The CDC credited the nearly 54 percent decline to stricter laws against drunken driving and restrictions on teen driving privileges, such as limits on the hours teenagers may legally drive at night.
"We've seen really good progress," CDC Director Thomas Frieden told reporters. "We're moving in the right direction, but we need to keep up the momentum."
Despite the decrease, nearly 1 million high school students consumed alcohol before driving last year, the report showed.
Drinking and driving among teens is a factor in more than 800 deaths annually, and car crashes remain the leading cause of death among teens aged 16-19, the CDC said.
For the report, the CDC analyzed risk behavior data collected from thousands of high school students through national surveys and from 41 states.
In 2011, the percentage of students who reported drinking and driving in the previous 30 days ranged from a low of 4.6 percent in Utah to a high of 14.5 percent in North Dakota.
Male students aged 18 and older were the most likely to drink and drive and 16-year-old female students were the least likely, the CDC said. Eighty-five percent of high school students who reported drinking and driving in the prior month also admitted binge drinking, defined as having five or more drinks during a short time period.

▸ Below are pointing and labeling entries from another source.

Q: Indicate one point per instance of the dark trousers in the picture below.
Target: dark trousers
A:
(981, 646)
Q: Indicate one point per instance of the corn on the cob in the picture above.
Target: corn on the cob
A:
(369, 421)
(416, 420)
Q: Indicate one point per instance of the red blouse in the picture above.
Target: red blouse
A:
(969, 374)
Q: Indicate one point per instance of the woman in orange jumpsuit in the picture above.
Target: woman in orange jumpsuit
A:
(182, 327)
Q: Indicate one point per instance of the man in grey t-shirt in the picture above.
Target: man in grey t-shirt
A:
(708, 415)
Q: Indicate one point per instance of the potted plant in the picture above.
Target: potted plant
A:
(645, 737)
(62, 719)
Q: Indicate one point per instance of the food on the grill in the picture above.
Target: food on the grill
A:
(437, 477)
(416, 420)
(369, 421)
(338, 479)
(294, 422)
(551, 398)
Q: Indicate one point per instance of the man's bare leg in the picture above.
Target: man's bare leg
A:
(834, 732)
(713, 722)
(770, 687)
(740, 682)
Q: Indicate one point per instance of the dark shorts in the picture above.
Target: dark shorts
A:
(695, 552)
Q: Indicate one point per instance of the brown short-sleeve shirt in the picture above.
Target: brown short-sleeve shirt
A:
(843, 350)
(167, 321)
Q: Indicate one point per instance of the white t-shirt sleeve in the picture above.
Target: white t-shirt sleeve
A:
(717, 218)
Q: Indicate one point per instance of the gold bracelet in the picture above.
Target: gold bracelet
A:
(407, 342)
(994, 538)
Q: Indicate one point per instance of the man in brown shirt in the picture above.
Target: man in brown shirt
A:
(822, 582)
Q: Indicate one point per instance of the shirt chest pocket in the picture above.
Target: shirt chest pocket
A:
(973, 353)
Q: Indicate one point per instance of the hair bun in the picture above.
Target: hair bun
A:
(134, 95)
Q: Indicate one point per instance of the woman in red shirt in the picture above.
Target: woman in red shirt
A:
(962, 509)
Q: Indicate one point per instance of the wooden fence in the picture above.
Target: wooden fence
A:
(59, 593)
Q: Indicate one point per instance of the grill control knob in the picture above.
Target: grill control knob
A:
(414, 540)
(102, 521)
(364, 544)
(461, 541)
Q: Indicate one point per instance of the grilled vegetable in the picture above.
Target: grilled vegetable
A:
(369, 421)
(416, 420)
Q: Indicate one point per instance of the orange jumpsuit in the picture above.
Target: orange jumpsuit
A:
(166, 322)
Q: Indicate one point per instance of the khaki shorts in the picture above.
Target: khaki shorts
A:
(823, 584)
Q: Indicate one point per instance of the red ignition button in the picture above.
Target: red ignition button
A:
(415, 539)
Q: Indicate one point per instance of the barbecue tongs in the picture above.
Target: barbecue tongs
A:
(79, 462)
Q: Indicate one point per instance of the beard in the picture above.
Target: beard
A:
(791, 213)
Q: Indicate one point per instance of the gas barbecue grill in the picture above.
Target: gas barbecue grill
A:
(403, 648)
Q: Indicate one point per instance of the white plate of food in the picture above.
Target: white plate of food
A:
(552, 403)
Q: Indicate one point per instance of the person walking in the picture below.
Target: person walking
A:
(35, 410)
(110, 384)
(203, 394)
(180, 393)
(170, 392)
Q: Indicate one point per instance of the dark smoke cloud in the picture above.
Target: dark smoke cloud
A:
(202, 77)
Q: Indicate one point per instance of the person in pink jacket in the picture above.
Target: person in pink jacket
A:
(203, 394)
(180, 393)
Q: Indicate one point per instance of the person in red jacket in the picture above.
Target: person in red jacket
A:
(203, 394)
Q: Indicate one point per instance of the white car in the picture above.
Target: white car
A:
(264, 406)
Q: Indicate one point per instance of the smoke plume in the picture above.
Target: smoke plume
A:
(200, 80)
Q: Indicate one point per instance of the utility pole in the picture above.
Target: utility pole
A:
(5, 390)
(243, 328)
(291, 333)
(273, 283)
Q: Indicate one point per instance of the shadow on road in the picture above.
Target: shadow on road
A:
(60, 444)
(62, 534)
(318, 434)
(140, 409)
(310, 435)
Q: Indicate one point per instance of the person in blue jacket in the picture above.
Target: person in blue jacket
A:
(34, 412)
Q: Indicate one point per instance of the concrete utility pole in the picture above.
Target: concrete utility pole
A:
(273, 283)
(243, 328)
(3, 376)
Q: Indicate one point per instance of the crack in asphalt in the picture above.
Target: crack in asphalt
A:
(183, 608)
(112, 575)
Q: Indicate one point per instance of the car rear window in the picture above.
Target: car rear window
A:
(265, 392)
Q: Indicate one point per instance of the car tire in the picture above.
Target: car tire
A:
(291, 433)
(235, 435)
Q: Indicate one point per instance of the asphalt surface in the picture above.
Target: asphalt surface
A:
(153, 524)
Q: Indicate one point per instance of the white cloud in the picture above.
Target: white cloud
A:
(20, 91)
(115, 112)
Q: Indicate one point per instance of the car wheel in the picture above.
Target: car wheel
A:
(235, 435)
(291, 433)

The CDC said another factor in the decline of teen drinking and driving was that high school students increasingly were driving less, possibly because of higher gasoline prices and a slowdown in the economy.
From 2000-2010, the percentage of high school seniors who did not drive during an average week jumped by almost a third from 15 percent to 22 percent, the health agency said.
Frieden said parents were vital in ensuring that rates of teen drinking and driving continue to decrease.
"Children see how their parents drive from a young age and model that behavior," he said. "Parents are a key part of the equation here."